15:00 - 15:30: Inverse problems in the semiconductor industry by Alexandru Onose (ASML)
Modern microprocessors contain billions of transistors packed tightly onto silicon wafers, requiring high manufacturing precision across multiple layers. A specially designed reticle mask is needed to guide the exposure of a photosensitive material (generically called resist) to generate the desired features. There are multiple inverse problems that need to be solved, both for the design of the reticle as well as for associated metrology tasks. In this context, I aim to present a high-level overview of the manufacturing process and highlight some of the inverse problems that arise. I will present the inverse lithography task in more details and discuss some of the challenges that result from the non-convexity and the large-scale nature of the problem.
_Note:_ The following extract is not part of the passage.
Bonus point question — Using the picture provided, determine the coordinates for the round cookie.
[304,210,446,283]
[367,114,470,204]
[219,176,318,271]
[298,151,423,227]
15:30 - 16:00: Cortisol Dynamics : Identifiability analysis of the model and comparison of drug response by Sayali Bhatkar (RUG)
Cortisol is an important glucocorticoid hormone that plays a critical role in relulating metabolism, immune response, and stress adaptation. In cases of adrenal insufficiency, replicating endogenous cortisol dynamics in patients remains a significant therapeutic challenge. Hence, it is desirable to develop physiology based models to shed light on the the behaviour of drugs/cortisol in human body. We perform identifiability analysis of the model developed by Dorin et al. (2022) that includes the interaction of cortisol with CBG and albumin and also a peripheral compartment to account for the uptake of cortisol from the plasma. We reduce the model based on the unidentifiabilities we encounter. The reduced model is structurally identifiable and can be solved analytically.